Of those 20, the only one driving directly at fixed price, capitated financing is Vermont. The implication of that datum is that an infinitesimally small piece of the national acute care system is anywhere near ready for full government financing. And anyone who thinks that moving the national system to a radically different financing structure in a short time is easy is living in a cave. Vermont has been working on it for eight years, and we aren’t there yet.
I have written about the issues involved in that quest for several years. But a highlight reel would include opposition from important elements of the press, the legislature and the primary care doctor community. Throw in a failure by Dartmouth-Hitchock to lead in eastern Vermont the way the University of Vermont has in the west, a reluctance by the Scott administration to lead, a diffident response by the business community, the inability of the small hospitals to cope with modern medicine, egregious foot dragging by Blue Cross, and the half-baked performance of the federal Medicare officials themselves in managing their end.

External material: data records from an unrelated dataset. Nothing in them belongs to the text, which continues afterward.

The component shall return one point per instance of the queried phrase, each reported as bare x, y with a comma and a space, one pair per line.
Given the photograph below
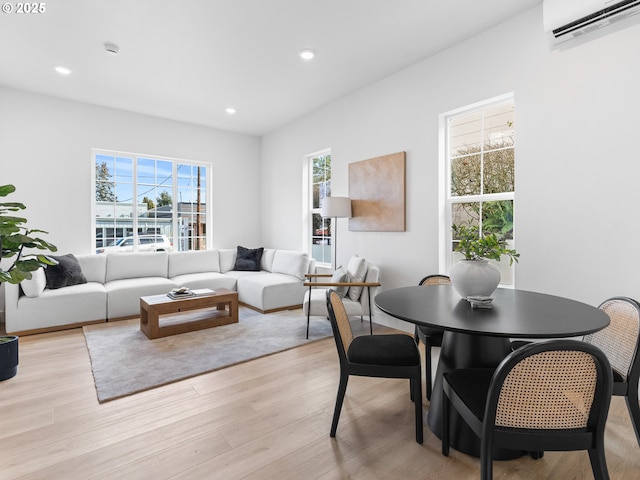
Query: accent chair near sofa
356, 285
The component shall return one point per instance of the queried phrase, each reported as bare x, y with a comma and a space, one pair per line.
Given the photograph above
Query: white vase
474, 277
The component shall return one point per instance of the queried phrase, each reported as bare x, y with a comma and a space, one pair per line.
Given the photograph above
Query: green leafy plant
15, 237
473, 246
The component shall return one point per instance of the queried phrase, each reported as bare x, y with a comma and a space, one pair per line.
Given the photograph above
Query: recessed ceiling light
63, 70
307, 54
111, 48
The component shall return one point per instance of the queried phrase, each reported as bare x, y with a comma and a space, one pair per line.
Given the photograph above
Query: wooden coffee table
161, 316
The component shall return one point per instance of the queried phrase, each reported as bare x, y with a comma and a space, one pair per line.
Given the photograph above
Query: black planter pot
8, 356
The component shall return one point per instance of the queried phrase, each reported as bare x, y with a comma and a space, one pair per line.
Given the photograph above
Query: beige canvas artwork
377, 192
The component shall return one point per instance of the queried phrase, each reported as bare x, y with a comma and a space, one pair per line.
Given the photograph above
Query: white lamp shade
336, 207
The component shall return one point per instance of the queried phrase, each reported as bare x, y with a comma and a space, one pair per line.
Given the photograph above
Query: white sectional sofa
116, 281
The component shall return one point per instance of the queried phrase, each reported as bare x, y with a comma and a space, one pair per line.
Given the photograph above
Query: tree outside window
321, 228
481, 174
150, 202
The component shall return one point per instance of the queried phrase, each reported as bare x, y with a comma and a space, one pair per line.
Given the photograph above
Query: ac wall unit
567, 19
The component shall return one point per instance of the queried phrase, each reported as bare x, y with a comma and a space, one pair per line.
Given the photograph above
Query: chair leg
598, 463
486, 461
444, 427
342, 389
634, 409
427, 367
417, 396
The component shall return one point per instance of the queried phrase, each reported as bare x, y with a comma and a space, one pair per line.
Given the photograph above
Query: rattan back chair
552, 395
620, 342
387, 356
431, 337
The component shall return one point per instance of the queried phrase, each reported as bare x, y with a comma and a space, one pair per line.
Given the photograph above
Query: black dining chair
431, 337
620, 342
552, 395
387, 356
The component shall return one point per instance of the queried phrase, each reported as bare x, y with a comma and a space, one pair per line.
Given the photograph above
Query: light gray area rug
125, 361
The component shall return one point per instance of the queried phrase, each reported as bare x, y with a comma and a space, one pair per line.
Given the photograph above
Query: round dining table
481, 338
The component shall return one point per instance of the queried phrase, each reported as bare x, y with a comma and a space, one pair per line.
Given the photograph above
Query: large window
319, 188
479, 183
146, 203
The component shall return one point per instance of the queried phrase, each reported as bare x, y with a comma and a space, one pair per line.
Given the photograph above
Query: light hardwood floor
265, 419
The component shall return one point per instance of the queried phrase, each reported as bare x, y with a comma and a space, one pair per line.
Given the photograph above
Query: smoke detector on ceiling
112, 48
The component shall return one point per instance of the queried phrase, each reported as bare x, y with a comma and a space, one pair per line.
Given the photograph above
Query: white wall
45, 151
577, 169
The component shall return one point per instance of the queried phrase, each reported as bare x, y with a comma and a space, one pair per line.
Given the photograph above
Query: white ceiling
190, 59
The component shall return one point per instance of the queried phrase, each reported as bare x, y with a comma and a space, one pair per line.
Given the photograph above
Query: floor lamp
336, 207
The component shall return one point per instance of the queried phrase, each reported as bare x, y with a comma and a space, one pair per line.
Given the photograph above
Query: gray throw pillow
66, 273
248, 259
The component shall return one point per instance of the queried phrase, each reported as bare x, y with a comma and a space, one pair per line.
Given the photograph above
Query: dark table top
515, 313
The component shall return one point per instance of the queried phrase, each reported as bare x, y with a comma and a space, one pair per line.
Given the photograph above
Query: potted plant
15, 237
474, 275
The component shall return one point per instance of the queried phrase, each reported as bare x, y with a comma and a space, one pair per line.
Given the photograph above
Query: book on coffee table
198, 292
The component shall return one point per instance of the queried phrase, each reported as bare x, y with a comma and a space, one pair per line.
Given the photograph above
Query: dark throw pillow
248, 259
66, 273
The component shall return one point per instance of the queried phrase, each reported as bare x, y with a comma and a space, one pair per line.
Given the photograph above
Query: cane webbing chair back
619, 341
342, 321
552, 395
562, 382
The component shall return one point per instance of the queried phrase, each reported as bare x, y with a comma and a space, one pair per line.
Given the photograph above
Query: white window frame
446, 200
174, 192
308, 210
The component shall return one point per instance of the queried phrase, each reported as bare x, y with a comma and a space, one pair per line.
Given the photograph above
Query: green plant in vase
474, 276
15, 237
474, 247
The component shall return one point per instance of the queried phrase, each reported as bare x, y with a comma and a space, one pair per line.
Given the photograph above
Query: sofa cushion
75, 304
197, 261
123, 296
270, 291
136, 265
35, 286
93, 267
248, 259
357, 271
289, 262
266, 263
227, 259
67, 272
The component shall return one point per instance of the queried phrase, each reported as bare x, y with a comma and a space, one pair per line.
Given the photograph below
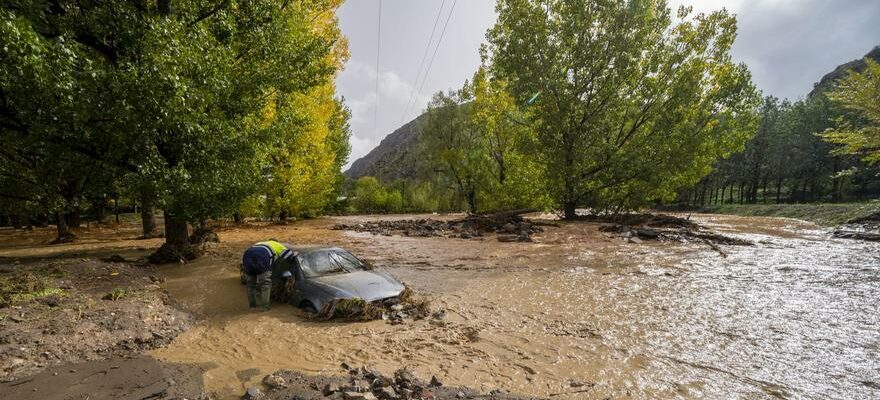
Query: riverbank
825, 214
578, 312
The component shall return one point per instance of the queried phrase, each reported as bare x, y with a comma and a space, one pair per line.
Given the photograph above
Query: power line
412, 96
378, 53
439, 42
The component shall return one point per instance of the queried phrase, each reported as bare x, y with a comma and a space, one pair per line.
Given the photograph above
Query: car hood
368, 285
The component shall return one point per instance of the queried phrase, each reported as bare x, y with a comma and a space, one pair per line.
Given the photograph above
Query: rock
508, 238
114, 258
362, 386
358, 396
403, 376
330, 388
274, 381
388, 393
648, 233
253, 393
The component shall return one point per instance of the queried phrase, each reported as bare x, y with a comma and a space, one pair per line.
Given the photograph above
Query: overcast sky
787, 44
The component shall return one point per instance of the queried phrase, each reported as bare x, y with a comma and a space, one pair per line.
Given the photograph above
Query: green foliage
822, 213
626, 106
859, 94
369, 196
115, 294
788, 161
20, 287
199, 102
476, 145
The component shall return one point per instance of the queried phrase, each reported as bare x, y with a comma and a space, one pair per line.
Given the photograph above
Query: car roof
313, 248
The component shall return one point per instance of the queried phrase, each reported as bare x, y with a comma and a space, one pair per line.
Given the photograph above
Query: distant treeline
789, 161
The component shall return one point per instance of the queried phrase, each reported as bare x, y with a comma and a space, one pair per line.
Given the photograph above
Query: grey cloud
787, 44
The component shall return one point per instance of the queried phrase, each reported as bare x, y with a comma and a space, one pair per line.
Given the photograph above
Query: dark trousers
259, 289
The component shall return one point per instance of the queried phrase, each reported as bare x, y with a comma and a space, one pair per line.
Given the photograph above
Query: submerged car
321, 274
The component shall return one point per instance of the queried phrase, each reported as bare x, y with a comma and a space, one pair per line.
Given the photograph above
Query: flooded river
577, 314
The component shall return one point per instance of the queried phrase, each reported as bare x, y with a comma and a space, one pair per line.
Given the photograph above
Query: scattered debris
196, 245
636, 228
509, 225
367, 384
845, 234
114, 258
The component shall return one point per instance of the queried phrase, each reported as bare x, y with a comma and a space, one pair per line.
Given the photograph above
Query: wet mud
576, 313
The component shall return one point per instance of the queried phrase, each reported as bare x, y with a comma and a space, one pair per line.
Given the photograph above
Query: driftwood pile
865, 228
639, 227
363, 384
509, 226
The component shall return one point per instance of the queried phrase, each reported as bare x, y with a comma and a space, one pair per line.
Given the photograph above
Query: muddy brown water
575, 315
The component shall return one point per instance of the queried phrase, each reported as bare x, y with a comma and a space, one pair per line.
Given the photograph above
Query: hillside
394, 158
841, 70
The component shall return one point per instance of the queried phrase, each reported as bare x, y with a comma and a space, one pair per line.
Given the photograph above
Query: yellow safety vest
277, 248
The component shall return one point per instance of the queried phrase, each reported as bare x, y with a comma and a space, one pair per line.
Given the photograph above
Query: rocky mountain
841, 70
396, 157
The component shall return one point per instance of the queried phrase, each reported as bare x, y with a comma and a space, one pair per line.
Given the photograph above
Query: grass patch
115, 294
28, 286
828, 214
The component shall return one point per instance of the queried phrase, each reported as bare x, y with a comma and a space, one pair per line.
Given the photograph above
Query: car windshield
326, 262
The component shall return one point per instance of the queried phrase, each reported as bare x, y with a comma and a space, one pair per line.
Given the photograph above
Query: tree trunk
177, 247
778, 190
64, 235
569, 210
73, 219
835, 181
472, 201
764, 191
100, 211
176, 230
148, 214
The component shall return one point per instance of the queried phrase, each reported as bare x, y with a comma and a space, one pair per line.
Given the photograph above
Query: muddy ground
577, 313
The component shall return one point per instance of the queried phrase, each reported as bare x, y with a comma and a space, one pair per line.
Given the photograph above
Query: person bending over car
259, 261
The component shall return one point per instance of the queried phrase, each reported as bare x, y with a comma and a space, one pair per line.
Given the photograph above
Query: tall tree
859, 133
170, 93
627, 106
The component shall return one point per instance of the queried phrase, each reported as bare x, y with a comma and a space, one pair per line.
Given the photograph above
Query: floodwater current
577, 314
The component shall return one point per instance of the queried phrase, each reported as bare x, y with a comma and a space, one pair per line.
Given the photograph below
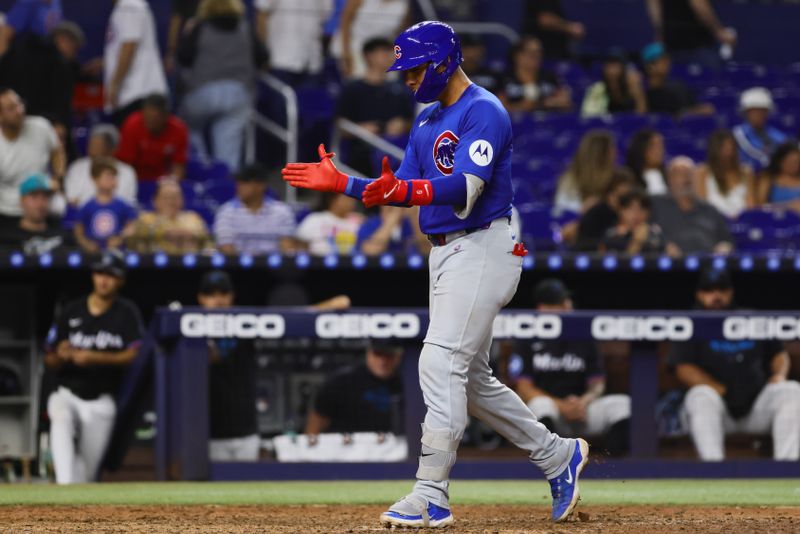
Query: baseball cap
653, 52
711, 279
111, 262
550, 291
35, 182
216, 282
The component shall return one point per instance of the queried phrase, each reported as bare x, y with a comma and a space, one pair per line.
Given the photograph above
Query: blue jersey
472, 136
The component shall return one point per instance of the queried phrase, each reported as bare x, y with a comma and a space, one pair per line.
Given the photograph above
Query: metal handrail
287, 134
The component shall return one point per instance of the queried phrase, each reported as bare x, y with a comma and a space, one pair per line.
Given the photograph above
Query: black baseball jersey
743, 367
232, 389
560, 368
119, 328
356, 401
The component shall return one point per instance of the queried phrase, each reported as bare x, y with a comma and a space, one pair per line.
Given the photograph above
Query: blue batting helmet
429, 42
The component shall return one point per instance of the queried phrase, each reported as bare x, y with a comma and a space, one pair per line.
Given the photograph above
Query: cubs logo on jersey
444, 152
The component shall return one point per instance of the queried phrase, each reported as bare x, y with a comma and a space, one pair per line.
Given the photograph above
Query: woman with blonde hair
723, 181
588, 174
219, 57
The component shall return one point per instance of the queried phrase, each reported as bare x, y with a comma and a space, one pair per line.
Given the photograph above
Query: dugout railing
181, 370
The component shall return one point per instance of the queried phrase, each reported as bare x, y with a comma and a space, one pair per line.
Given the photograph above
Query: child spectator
333, 230
169, 228
723, 181
104, 221
633, 234
645, 158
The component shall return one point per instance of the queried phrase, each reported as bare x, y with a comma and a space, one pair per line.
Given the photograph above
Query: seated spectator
588, 174
382, 106
757, 140
233, 428
633, 234
689, 224
364, 398
723, 181
332, 230
220, 56
105, 221
527, 87
78, 185
88, 347
645, 158
619, 91
169, 228
546, 20
666, 95
154, 142
253, 223
394, 230
35, 233
735, 386
473, 50
27, 145
563, 382
780, 182
602, 217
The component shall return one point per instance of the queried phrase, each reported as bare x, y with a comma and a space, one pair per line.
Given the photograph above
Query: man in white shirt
27, 145
79, 187
292, 31
132, 60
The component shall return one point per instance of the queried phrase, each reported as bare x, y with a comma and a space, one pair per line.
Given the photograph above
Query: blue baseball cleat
564, 487
413, 511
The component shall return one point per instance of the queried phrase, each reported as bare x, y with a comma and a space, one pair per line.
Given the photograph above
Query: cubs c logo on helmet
444, 152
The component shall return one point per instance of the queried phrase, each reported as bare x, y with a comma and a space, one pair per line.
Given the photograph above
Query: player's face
413, 77
383, 365
715, 299
215, 300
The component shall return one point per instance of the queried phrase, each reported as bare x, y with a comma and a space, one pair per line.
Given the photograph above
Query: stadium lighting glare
359, 261
218, 260
415, 261
303, 260
74, 259
387, 261
331, 261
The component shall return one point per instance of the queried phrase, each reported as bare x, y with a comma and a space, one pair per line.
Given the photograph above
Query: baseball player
457, 168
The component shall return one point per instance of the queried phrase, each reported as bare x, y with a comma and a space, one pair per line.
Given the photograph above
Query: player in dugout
457, 168
88, 347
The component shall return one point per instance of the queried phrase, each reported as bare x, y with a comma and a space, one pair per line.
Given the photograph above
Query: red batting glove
387, 189
322, 176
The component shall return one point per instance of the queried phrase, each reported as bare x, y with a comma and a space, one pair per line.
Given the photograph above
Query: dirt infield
351, 519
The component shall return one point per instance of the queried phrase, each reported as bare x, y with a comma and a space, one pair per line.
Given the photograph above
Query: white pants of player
776, 409
471, 279
79, 434
243, 449
601, 414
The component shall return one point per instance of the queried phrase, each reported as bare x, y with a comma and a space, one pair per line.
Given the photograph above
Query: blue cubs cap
35, 182
430, 42
653, 52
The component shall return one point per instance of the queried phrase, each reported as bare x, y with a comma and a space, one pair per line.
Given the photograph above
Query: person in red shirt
154, 142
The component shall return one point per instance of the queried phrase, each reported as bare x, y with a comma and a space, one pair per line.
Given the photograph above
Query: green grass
665, 492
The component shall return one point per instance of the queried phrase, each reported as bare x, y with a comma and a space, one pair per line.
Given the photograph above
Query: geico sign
631, 328
744, 328
242, 325
378, 325
527, 326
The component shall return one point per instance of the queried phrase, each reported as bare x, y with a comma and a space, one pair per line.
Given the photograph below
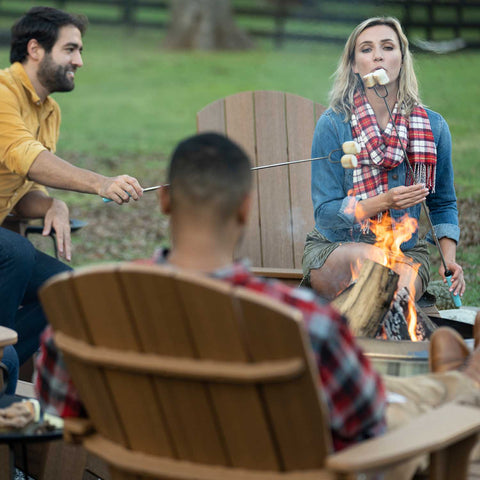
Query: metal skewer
148, 189
261, 167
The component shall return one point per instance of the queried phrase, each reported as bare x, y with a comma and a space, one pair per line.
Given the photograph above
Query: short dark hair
210, 171
42, 24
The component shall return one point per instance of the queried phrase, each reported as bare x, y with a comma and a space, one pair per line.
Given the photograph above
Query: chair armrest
7, 337
76, 429
429, 433
280, 273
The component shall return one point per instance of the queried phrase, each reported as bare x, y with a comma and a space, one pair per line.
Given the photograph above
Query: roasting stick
281, 164
148, 189
380, 78
261, 167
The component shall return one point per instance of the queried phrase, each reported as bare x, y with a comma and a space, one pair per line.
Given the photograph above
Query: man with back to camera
46, 51
208, 202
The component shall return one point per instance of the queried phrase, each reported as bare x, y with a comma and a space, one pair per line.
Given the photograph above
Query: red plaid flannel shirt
353, 391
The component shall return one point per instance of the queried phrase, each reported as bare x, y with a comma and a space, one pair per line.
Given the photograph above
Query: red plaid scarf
382, 151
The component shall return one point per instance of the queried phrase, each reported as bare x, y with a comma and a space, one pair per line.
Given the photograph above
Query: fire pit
405, 357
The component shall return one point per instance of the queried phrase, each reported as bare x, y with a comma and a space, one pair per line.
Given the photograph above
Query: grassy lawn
133, 102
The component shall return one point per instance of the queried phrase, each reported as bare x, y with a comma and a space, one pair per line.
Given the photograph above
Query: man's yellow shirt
27, 128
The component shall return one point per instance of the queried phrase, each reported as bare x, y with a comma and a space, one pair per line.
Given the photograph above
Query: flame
390, 235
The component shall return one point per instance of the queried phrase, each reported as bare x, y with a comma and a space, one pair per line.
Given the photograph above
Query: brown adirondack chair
186, 377
272, 127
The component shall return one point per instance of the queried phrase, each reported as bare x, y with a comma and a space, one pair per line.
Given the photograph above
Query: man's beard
54, 77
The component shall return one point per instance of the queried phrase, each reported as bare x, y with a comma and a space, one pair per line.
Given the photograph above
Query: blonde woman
347, 200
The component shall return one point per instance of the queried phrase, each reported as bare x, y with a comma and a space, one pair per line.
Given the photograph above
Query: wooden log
369, 299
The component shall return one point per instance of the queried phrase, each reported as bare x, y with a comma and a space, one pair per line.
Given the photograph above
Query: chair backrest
188, 368
272, 127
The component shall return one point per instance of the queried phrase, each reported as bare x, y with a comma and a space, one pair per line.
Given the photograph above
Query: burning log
366, 303
395, 324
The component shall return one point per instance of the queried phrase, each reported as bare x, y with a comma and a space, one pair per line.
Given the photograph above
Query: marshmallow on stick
378, 77
381, 76
349, 161
369, 81
351, 147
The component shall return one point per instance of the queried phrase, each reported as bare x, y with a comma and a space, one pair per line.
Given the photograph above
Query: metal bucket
404, 358
396, 357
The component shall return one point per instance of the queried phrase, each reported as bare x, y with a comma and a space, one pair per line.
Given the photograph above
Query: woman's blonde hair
346, 82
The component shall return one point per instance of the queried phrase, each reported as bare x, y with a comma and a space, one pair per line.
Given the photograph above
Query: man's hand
120, 189
52, 171
58, 218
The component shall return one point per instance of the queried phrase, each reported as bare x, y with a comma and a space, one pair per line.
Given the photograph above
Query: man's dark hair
42, 24
210, 171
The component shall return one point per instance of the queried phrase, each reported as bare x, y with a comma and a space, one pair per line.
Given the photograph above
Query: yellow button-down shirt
27, 128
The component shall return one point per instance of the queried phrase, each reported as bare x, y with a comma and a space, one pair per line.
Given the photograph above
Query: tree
204, 25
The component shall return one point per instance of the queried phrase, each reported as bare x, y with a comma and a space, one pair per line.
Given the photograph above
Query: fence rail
306, 20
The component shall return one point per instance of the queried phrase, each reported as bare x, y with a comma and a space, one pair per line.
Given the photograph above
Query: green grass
134, 101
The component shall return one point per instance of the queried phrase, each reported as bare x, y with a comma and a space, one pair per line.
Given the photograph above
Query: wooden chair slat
273, 183
212, 117
294, 407
272, 127
162, 328
240, 121
215, 329
93, 389
102, 302
156, 312
62, 309
301, 123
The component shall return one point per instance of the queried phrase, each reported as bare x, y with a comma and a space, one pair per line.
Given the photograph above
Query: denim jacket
331, 184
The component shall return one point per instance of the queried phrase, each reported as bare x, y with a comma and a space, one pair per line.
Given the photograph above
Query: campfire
381, 301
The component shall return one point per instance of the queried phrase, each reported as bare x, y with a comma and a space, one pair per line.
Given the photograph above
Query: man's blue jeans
23, 269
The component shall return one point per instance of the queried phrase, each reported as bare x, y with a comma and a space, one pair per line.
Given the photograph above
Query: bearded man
46, 51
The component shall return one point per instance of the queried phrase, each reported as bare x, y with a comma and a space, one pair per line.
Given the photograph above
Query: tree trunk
204, 25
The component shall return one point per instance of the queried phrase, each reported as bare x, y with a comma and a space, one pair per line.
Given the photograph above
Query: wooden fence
303, 20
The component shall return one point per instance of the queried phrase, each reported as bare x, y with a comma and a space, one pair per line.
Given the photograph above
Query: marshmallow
351, 147
369, 81
349, 161
381, 76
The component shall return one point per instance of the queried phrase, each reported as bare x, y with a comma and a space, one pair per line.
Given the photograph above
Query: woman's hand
402, 197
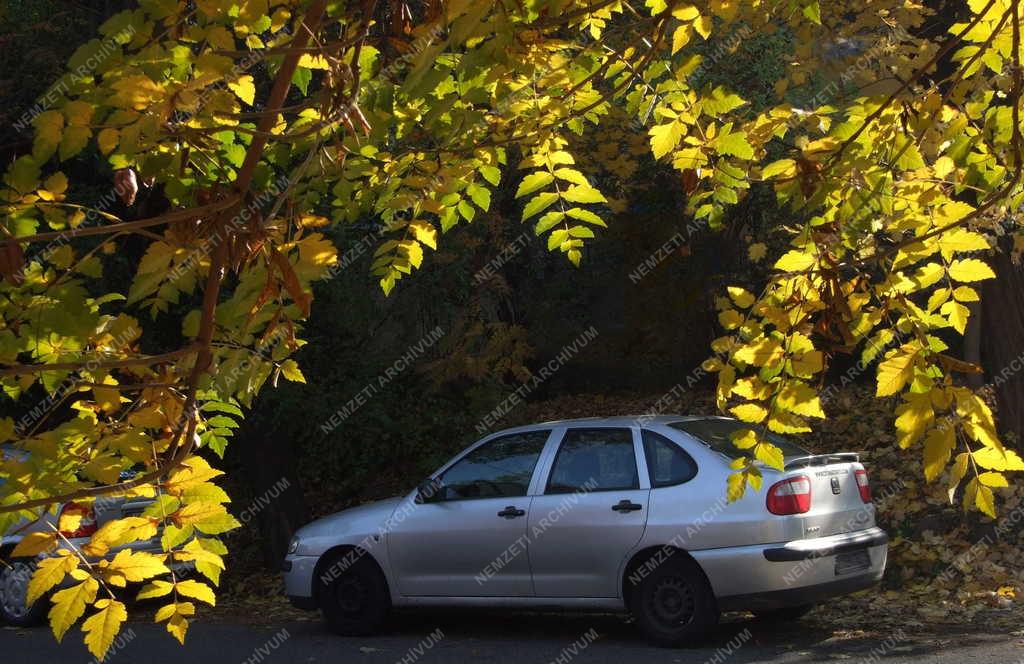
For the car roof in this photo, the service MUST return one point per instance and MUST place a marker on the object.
(619, 420)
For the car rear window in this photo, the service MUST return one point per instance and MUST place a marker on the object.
(715, 432)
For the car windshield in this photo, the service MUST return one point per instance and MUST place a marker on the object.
(715, 432)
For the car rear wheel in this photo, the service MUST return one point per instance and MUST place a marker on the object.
(355, 602)
(14, 610)
(786, 614)
(674, 604)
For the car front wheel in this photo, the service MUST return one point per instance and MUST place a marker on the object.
(355, 602)
(14, 576)
(674, 604)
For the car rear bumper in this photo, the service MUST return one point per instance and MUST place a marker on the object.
(809, 571)
(822, 546)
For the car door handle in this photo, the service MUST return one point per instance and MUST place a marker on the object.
(627, 505)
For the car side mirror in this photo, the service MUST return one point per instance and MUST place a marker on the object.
(428, 491)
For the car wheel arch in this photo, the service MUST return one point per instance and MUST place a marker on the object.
(633, 573)
(325, 571)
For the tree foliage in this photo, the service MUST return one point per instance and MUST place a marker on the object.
(262, 121)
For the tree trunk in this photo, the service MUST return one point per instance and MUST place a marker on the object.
(1003, 341)
(276, 505)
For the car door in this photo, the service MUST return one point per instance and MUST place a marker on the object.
(468, 539)
(591, 514)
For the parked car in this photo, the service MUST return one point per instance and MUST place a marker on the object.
(15, 573)
(611, 513)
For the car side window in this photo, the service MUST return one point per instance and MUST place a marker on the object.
(668, 464)
(501, 467)
(594, 459)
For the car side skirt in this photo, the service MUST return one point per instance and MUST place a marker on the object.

Those are just the highlights…
The Vermont reformers working in the Green Mountain Care Board, OneCare Vermont, the Agency of Human Services, the Vermont hospital association, are pushing ahead steadily on all of these fronts, and they haven’t been stymied yet. At the same time, however, the movement is painfully slow. It is still not safe to shift the Vermont system to full government financing.
And the idea of trying to take the three trillion dollar U.S. system there without completely recasting that system so it could operate in an upside-down financial environment would be governmental insanity. No amount of Bernie ranting can change that reality.